Kilise Dünyanın düz olduğunu, dolayısı ile dönmediğini söylerken, elbette cemaati de buna inanmaktadır.
Oysa Galileo, Dünyanın yuvarlak olduğunu ve döndüğünü söylemektedir.
Bu kilisenin hiç hoşuna gitmez ve Engizisyon Mahkemelerinde yargılarlar ve idama mahkûm ederler. 
Ülkenin aydınları Galileo'nun öneminin farkındadırlar, bu yüzden Kilise'nin onu affetmesini isterler.
Kilisenin şartı ise, Dünya'nın dönmediğini halka uluorta yerde söylemesidir.

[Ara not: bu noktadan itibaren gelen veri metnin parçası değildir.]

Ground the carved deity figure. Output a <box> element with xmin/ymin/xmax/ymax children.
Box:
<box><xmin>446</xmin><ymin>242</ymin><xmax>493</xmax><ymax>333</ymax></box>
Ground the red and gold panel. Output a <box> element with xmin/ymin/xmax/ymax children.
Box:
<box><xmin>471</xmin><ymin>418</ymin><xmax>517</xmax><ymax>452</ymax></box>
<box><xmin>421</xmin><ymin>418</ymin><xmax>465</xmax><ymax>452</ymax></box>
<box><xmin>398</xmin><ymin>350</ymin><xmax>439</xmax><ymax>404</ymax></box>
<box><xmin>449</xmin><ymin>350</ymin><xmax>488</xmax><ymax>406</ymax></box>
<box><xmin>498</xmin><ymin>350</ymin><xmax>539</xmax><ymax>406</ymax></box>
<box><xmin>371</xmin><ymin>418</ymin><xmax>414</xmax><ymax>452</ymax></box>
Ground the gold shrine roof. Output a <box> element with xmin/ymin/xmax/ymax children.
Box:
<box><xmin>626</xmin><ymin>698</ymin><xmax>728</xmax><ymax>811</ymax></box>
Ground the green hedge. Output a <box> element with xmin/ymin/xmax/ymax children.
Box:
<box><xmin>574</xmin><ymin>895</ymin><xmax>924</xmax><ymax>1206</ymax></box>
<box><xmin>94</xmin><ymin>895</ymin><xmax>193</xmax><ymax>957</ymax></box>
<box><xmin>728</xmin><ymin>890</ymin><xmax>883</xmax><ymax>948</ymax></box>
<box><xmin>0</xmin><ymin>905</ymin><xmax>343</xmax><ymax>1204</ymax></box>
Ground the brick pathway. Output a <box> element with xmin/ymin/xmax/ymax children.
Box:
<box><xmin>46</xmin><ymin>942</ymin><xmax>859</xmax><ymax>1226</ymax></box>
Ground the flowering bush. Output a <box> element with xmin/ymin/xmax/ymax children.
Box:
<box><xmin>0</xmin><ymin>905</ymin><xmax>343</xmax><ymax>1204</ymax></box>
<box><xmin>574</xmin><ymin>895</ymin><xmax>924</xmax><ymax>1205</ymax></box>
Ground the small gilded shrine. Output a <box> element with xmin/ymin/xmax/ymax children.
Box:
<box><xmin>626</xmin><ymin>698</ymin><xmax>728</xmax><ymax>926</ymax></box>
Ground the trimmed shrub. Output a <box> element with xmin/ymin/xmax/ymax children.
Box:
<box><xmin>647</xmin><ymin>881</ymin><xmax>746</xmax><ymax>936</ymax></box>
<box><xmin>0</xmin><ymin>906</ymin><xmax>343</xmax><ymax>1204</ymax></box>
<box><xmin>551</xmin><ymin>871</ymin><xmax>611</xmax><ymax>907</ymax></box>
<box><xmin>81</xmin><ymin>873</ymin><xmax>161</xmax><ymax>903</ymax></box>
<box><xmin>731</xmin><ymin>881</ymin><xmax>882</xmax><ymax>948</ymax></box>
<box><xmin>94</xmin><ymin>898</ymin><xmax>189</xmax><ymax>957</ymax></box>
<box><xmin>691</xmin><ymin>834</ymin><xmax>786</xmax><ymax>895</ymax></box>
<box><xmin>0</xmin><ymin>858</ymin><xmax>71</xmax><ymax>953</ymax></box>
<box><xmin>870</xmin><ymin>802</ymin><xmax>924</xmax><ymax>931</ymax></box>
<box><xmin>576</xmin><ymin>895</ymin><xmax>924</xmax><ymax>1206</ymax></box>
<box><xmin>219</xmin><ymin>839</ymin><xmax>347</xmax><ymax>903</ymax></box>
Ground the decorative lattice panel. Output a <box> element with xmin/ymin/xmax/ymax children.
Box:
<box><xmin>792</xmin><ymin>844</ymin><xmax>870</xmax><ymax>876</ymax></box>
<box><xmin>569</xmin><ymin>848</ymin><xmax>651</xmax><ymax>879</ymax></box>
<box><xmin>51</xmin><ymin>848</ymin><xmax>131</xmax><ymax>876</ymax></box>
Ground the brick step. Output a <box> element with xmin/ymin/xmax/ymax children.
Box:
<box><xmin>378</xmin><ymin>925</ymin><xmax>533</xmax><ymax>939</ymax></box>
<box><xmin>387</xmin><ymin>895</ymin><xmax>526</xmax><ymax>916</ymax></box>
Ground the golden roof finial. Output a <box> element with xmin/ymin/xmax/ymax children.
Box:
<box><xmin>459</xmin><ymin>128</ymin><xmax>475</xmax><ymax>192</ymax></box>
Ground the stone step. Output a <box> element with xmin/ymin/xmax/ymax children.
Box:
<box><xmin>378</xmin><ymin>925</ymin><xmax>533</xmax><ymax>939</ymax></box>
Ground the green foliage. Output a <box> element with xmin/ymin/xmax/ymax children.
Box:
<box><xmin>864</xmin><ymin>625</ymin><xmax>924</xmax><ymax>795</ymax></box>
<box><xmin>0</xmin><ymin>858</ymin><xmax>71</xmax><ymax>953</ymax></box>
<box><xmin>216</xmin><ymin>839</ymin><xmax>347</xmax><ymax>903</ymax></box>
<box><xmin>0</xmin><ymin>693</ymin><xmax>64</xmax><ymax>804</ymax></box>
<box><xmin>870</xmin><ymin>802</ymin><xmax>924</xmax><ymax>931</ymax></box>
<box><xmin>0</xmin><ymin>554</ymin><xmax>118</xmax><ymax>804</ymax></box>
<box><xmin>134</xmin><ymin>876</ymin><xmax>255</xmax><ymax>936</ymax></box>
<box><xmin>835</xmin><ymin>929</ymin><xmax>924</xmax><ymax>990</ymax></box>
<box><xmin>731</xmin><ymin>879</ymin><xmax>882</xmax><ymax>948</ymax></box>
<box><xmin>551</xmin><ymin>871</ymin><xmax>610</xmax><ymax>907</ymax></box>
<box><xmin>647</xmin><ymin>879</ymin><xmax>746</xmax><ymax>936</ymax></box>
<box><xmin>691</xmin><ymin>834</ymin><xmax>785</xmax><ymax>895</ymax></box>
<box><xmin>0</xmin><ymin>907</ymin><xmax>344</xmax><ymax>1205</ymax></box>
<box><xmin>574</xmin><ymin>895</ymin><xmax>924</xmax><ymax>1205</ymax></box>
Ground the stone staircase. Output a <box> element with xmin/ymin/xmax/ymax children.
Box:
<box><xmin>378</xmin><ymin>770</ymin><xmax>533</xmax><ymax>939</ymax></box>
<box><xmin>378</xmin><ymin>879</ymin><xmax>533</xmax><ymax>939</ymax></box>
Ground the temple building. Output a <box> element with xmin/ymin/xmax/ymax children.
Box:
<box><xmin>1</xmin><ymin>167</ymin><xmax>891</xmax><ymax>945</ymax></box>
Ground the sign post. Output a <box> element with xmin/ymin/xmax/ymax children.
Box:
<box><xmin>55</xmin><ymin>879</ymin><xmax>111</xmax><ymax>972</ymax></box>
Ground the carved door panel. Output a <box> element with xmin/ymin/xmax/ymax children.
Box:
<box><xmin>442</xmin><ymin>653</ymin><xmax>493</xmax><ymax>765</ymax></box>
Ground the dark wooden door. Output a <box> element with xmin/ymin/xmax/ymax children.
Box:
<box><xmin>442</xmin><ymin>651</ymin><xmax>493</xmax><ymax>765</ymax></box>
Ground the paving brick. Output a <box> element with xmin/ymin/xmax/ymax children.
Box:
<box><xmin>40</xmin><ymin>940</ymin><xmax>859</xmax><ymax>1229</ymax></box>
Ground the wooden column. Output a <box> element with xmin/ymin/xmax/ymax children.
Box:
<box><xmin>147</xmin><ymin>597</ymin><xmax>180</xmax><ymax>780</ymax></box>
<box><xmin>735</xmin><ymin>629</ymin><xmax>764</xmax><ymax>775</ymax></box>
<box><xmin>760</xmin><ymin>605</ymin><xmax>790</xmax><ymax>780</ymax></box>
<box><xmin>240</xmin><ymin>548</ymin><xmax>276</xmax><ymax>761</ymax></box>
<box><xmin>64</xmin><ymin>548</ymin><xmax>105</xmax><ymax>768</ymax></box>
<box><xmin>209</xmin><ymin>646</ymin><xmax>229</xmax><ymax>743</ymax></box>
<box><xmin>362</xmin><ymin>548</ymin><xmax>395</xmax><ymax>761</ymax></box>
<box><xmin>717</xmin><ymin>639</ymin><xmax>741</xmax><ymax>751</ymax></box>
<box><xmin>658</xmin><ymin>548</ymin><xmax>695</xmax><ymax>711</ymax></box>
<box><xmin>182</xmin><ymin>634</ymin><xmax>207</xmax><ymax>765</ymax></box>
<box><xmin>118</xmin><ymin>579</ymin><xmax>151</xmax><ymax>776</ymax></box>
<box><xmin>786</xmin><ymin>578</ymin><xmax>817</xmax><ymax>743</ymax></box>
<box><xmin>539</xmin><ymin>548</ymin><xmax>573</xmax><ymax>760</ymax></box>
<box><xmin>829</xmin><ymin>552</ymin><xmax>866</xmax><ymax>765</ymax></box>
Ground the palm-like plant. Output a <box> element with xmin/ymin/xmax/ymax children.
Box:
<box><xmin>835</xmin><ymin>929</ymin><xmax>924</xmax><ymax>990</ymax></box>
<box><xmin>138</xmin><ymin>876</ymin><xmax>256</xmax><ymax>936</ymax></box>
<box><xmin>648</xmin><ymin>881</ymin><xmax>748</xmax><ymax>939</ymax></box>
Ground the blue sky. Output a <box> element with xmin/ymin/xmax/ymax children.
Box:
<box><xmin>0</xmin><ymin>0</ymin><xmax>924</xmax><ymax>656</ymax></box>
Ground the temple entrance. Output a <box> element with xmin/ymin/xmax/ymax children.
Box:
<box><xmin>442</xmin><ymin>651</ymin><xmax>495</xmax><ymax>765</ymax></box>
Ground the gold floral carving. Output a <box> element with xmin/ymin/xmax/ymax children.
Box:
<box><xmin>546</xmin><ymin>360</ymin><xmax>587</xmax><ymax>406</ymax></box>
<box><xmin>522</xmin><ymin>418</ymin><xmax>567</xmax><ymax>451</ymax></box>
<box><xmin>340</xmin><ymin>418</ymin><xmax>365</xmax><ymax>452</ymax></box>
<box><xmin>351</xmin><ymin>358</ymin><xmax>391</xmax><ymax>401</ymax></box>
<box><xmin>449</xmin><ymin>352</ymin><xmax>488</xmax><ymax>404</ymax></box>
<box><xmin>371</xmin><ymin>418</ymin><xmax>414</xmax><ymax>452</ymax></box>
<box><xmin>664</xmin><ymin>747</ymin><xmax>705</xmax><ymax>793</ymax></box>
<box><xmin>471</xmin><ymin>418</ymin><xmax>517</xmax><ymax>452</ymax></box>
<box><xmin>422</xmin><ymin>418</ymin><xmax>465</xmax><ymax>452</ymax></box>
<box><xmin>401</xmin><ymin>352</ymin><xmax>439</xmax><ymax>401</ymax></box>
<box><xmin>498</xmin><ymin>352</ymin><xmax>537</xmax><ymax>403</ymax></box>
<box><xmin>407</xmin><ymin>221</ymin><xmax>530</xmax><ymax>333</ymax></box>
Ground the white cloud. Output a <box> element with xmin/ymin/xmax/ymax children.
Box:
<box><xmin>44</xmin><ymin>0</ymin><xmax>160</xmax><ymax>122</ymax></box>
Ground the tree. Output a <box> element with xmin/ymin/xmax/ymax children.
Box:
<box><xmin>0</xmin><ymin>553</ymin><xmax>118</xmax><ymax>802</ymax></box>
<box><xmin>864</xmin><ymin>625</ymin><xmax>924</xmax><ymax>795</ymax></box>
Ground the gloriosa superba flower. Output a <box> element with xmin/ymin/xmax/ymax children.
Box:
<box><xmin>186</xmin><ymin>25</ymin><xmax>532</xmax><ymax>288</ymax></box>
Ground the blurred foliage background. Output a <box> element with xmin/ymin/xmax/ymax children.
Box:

Çevresi, hatta Kilisenin aydın Papazları bile Galileo'ya, idam sehpasına çıkarıldığında, yüksek sesle "Dünya Dönmüyor" diye bağırmasını, sonra da halkın duymayacağı  kısık sesle, "desem de, Dünya dönüyor" demesi için ikna ederler ve o güne kadar savunduğu yanlış fikirlerin açığa çıkmamasına sevinen kitlede de idamını ev hapsine döndürür.
Ön yargıları yıkılmayan halk da onu alkışlar, 1642 yılında ölünceye kadar da ev hapsinde kitaplar yazmaya devam eder.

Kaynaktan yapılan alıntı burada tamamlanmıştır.